NEW YORK, NY - APRIL 14:  Rodale's Organic Life Editor-in-Chief James Oseland attends Rodale's Organic Life Magazine launch party at Gary's Loft on April 14, 2015 in New York City.  (Photo by Michael Loccisano/Getty Images for Rodale's Organic Life)

James Oseland attends Rodale's Organic Life Magazine launch party at Gary's Loft on April 14, 2015 in New York City.

Michael Loccisano/Getty Images

San Carlos, California, 1977: After his father abandons the family, gay teenager James Oseland moves to the San Francisco suburb with his shattered mother. He dodges bullies in AC/DC t-shirts, anxiously grinds his teeth and finds comfort in Joni Mitchell, whose voice “sounded smoky and world-weary as she sang that life wasn’t easy, regardless of what course you chose to take,” he notes. How right he was.

Shortly after Oseland flips on the television and hears the Sex Pistols for the first time, he discovers the underground San Francisco punk scene, where he befriends misfits, starts wearing eye makeup and gets a haircut that makes his mother cry. His new name? Jimmy Neurosis.

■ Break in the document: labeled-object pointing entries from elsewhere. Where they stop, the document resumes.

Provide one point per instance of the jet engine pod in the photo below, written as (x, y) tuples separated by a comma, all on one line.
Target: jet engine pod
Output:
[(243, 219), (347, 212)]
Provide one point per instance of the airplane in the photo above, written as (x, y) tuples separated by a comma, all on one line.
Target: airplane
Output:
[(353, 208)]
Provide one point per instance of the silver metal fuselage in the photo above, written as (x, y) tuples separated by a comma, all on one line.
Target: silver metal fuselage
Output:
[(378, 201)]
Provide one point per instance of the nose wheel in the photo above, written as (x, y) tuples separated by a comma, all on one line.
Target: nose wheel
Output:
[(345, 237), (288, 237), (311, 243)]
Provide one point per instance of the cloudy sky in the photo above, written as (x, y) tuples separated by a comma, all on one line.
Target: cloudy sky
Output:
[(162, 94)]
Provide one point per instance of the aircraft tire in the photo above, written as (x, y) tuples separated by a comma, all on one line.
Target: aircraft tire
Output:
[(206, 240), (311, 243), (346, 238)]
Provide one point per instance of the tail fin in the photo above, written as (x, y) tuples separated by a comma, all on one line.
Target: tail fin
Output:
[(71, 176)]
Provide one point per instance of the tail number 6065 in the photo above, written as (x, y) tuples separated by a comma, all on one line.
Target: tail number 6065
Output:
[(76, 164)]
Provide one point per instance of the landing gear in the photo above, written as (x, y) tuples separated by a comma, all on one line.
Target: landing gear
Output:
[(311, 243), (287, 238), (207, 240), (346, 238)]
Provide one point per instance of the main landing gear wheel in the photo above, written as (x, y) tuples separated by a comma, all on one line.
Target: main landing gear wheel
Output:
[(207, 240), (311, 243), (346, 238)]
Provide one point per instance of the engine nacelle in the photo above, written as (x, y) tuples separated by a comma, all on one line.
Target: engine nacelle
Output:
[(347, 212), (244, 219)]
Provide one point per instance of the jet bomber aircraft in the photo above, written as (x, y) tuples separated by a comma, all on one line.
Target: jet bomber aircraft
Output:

Former Saveur editor-in-chief and Top Chef Masters judge James Oseland writes this vibrant coming-of-age memoir in an instantly lovable voice, part surly teenager and part sweetly naive dreamer. “I felt a sense of letting go, of fully occupying the moment,” he says at his first punk show. “And, blissfully, of not really caring about much of anything.”

Jimmy Neurosis

Oseland also encapsulates what it was like to be gay in the late 1970s, when it was possible to find solace in the shadows of the underground yet difficult to avoid getting beaten on sidewalks in broad daylight. He participates in the White Night riots, a reaction against the lenient sentencing of Dan White after the assassinations of Harvey Milk and George Moscone. Forty years later, the gruesome event still holds relevance.

At times, Jimmy Neurosis echoes Patti Smith’s Just Kids — especially when the author visits New York and ends up writing poetry at greasy spoons and spotting Andy Warhol — but Oseland tells this story with a poignant style all his own. As he enrolls in art school and rekindles his love for Joni Mitchell, he realizes that he was really James Oseland all along.